2014년 10월 4일 토요일

Public places with hanok style(traditional Korean housing) in Seoul

With more Korean seeking hanok, or traditional Korean housing, the public buildings that anyone can go which were made of Hanok style has increased recently in Seoul.

Going public
At Tongin Market in central Seoul near Gyeongbokgung Palace, a Korean traditional gazebo-inspired structure has been erected. A wooden pillar holds up traditional-style wooden rafters, and the glass roof implied a modern touch. It received the Korean Public Design Award in 2012.


The main gate of Tongin Market in central Seoul,
inspired by the Korean traditional gazebo (Courtesy of doojin hwang architects)
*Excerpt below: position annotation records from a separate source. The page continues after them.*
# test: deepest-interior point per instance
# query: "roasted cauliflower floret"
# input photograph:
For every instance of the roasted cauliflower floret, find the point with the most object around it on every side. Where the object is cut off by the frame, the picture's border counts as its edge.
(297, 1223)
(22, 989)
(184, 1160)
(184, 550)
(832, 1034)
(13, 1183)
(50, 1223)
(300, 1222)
“The main entrance of the market that has decades of history was hardly seen from the boulevard. In order for it to be noticed by the passersby and the neighborhood, I pulled out one shaft to the middle of the street,” said Hwang Doo-jin, the architect of the gate.

“It was also a marriage of Korean and Western architecture, which is very tricky,” said the architect, who is famous for a series of hanok and hanok-inspired buildings.
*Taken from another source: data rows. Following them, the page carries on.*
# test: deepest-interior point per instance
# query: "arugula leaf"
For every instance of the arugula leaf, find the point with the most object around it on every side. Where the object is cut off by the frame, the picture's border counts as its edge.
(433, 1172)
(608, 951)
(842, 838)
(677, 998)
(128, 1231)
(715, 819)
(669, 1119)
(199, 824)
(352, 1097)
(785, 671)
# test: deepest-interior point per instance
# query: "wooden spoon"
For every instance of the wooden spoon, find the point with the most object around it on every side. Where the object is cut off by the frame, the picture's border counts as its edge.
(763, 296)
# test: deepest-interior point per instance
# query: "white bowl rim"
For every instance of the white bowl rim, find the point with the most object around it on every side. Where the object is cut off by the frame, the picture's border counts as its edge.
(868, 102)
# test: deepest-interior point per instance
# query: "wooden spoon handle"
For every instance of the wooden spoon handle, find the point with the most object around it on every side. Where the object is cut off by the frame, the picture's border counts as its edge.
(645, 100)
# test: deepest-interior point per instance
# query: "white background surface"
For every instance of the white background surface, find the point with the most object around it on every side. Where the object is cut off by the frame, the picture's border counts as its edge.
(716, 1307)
Dodam Dodam Hanok Children’s Library is the 14th Lovely Library branch (pictured above). It occupies a hanok, or traditional Korean home, in Sungin-dong on the eastern side of Jongno. Dodam dodam is a Korean phrase for “children growing up without much trouble.”
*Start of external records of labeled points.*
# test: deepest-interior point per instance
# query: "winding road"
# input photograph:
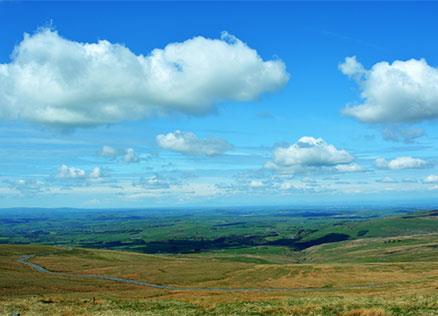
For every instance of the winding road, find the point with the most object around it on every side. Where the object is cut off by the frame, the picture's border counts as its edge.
(25, 259)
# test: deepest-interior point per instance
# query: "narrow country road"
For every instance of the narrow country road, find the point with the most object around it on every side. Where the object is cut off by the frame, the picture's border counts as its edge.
(25, 259)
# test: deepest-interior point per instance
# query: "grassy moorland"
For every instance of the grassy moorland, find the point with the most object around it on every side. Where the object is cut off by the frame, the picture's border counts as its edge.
(386, 266)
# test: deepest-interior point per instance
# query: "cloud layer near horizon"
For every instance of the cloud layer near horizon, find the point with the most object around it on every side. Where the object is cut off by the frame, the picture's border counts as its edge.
(59, 82)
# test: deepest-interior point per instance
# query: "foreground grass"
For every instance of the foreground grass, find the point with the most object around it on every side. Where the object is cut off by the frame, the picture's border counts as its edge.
(336, 305)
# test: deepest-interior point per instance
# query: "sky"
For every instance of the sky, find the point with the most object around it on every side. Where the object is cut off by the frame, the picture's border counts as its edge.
(149, 104)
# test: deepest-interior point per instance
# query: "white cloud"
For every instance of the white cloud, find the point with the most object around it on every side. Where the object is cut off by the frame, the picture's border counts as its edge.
(433, 178)
(66, 172)
(405, 135)
(130, 156)
(308, 152)
(59, 82)
(256, 184)
(403, 91)
(96, 173)
(352, 167)
(189, 144)
(401, 163)
(108, 151)
(387, 180)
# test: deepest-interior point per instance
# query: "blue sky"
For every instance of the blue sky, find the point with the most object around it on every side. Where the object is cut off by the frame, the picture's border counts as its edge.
(249, 103)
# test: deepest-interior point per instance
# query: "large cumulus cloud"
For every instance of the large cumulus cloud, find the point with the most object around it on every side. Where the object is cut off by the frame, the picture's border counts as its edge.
(398, 92)
(55, 81)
Matching its hanok setting, 20 percent of the library’s 2,889 children’s books are related to Korean traditional culture. In addition, the library runs educational programs for children that teach them Chinese characters and calligraphy.



The Gahoe-dong Catholic Church near the Bukchon Hanok Village, is known as the place where the country's first mass was held by Father James Zhou Wen-mo in 1795.
This catholic church has adopted hanok style and has nice Korean style garden as well.
On the first floor of the church, an exhibition hall showing the history of the Roman Catholic of Korea is installed.